Onze zoon wil graag acrobaat worden. Althans, zo lijkt het als je hem bezig ziet in de speeltuin, op de bank of elk ander object waar hij maar op kan klimmen. Het lijkt wel of hij geen angst kent. En dan gaat het soms mis.
Zoals laatst.
Het was op een vrijdagavond rond 6 uur. Hij stond op een klein krukje te balanceren, terwijl hij een filmpje aan het kijken én zijn zusje aan het commanderen was. Ik zag hem bezig en denk: “dit gaat fout”. Nog voor ik hem kon waarschuwen, gleed het krukje onder hem vandaan en knalde hij keihard met zijn mond op de rand. Dat was brullen natuurlijk!
Toen hij een beetje bij gekomen was bleek dat zijn voortand scheef stond. En niet een beetje scheef maar echt serieus scheef. Daar moest een tandarts naar kijken. Onze eigen tandarts was niet meer bereikbaar, het weekend was net begonnen. Gelukkig is er een noodnummer voor dit soort gevallen. Dit nummer was echter om een duistere reden niet bereikbaar. Wat te doen?

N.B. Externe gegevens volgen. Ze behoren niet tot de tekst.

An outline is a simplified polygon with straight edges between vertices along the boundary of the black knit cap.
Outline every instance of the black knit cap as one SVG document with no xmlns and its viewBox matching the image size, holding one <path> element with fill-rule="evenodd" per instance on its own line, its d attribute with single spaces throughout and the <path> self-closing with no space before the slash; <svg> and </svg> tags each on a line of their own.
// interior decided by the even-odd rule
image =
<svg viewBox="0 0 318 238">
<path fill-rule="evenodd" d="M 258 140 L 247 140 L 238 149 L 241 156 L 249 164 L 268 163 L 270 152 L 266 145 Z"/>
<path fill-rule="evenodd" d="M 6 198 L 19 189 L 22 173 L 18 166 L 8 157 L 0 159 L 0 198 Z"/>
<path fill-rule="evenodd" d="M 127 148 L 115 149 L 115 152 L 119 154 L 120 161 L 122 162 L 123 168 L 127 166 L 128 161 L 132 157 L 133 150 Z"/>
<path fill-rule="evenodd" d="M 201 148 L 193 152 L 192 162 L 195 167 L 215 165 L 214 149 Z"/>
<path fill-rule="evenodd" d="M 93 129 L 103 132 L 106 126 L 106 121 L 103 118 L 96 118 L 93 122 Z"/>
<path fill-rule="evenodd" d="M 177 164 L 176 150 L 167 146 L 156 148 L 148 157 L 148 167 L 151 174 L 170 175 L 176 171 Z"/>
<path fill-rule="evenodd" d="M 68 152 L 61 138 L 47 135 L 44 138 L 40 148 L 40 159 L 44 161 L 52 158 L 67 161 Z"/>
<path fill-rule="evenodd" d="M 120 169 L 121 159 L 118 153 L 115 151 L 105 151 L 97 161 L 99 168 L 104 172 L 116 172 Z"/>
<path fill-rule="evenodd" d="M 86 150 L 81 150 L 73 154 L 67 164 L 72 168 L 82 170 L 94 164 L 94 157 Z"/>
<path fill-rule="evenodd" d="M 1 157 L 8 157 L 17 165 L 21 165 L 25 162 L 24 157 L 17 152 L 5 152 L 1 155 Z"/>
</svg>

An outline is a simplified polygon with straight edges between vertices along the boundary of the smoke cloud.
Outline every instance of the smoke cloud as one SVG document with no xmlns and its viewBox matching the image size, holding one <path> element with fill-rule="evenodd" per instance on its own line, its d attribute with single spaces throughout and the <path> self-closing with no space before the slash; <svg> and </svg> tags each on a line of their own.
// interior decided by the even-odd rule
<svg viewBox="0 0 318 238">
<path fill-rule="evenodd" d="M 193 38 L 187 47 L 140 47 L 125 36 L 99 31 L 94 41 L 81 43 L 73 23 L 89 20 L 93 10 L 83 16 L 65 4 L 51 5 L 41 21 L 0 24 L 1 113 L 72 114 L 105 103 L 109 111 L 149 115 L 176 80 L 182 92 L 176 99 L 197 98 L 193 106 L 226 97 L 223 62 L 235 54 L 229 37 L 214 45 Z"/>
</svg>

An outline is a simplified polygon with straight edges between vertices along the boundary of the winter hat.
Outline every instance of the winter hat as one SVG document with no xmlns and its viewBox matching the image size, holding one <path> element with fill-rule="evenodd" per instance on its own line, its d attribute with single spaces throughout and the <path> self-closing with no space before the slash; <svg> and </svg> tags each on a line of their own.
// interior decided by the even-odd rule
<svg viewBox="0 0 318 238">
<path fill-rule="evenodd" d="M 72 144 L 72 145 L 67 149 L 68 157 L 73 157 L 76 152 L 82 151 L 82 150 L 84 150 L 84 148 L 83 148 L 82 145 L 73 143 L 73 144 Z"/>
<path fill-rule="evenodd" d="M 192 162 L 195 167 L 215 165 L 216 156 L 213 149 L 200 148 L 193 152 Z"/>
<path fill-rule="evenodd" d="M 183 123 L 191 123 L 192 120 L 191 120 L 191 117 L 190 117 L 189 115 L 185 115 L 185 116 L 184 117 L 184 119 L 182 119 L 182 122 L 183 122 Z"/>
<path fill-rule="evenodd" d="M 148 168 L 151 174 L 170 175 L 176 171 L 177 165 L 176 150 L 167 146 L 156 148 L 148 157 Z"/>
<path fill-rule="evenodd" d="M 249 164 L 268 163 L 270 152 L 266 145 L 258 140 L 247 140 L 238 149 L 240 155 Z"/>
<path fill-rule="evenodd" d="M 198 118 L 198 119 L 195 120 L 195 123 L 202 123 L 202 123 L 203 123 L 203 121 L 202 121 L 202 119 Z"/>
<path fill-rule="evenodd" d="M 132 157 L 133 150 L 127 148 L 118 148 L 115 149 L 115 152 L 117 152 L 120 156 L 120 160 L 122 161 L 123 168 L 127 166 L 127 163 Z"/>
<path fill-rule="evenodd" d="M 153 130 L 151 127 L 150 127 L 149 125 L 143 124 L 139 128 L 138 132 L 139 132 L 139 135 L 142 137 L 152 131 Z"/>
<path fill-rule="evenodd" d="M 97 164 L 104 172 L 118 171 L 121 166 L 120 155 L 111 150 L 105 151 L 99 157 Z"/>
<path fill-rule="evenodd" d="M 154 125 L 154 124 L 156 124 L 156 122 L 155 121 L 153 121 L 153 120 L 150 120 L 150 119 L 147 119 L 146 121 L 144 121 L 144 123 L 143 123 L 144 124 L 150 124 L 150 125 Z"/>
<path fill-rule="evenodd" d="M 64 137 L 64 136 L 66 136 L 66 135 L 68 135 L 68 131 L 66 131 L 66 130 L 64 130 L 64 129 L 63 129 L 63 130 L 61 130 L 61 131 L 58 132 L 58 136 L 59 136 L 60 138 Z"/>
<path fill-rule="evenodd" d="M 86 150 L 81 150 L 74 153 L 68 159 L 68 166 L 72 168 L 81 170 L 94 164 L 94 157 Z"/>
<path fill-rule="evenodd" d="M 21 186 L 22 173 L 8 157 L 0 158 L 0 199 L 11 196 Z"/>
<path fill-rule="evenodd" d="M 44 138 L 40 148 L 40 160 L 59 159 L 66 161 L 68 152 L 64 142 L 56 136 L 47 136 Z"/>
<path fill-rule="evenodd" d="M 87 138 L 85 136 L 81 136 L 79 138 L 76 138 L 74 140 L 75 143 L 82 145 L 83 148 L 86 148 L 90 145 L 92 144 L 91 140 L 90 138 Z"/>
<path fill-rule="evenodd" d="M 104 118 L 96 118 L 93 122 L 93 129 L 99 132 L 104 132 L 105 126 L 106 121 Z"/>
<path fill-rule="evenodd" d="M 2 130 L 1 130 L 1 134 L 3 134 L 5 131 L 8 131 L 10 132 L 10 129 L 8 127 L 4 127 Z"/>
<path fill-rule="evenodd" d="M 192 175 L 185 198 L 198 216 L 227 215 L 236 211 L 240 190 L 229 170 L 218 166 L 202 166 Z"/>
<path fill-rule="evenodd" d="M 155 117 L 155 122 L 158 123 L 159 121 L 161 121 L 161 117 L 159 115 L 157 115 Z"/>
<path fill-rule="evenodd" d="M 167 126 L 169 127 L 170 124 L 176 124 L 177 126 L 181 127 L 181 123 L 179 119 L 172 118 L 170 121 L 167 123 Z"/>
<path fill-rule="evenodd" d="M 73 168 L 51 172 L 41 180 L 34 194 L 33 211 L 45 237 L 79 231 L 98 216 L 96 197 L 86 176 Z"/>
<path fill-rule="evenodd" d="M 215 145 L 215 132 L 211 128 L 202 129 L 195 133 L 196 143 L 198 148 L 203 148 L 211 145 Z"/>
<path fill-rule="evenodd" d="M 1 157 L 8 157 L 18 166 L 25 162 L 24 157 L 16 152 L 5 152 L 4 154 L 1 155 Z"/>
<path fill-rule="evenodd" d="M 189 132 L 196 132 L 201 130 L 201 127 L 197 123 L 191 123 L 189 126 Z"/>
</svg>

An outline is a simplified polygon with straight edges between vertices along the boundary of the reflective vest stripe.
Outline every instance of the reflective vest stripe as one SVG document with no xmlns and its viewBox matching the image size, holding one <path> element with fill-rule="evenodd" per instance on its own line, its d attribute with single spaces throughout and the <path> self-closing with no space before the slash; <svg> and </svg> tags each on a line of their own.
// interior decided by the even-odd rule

Dan maar langs de praktijk gereden. Daar was niemand aanwezig. Doorrijden naar het ziekenhuis dan maar, misschien kan de Eerste Hulp post helpen. Daar was de boodschap dat er toch echt een tandarts naar moest kijken, maar dat die nu niet aanwezig was. Ondertussen begon het al later en later te worden. In tegenstelling tot zijn ouders, had onze zoon de tijd van zijn leven. Lekker met Papa en Mama op stap en filmpjes op de Iphone kijken tijdens het wachten. Door de EHBO werden we doorgestuurd naar een polikliniek speciaal voor dit soort zaken. Maar dat was wel weer een half uur rijden. Er zat niets anders op, dus wij maar die kant op. Na ruim een uur gewacht te hebben in een verschrikkelijke wachtkamer met allerlei zielige gevallen waren we eindelijk aan de beurt. Ondertussen was het al 10 uur geweest, maar onze peuter was nog steeds bijzonder vrolijk, kennelijk totaal onbewust van het naderende onheil.
We mochten de behandelkamer in, waar een ietwat jonge maar zeer kundige tandarts ons ontving. Zoonlief mocht gelukkig op de buik van zijn moeder in de stoel gaan liggen. Eén blik van de tandarts was genoeg. “Die moet eruit”, was zijn conclusie. Daar schrok ik toch wel even van. Ik dacht dat de tand met een beetje duwen en trekken wel weer recht te zetten was, maar de tandarts was al bezig met de verdoving. “Misschien moet jij hem ook maar even vasthouden”, zei hij nog tegen mij, terwijl hij een enorme naald diep in het tandvlees van mijn zoon stak. Mijn zoon begon hartgrondig te krijsen en te trappelen terwijl de tandarts de naald op meerdere plekken in zijn tandvlees stak.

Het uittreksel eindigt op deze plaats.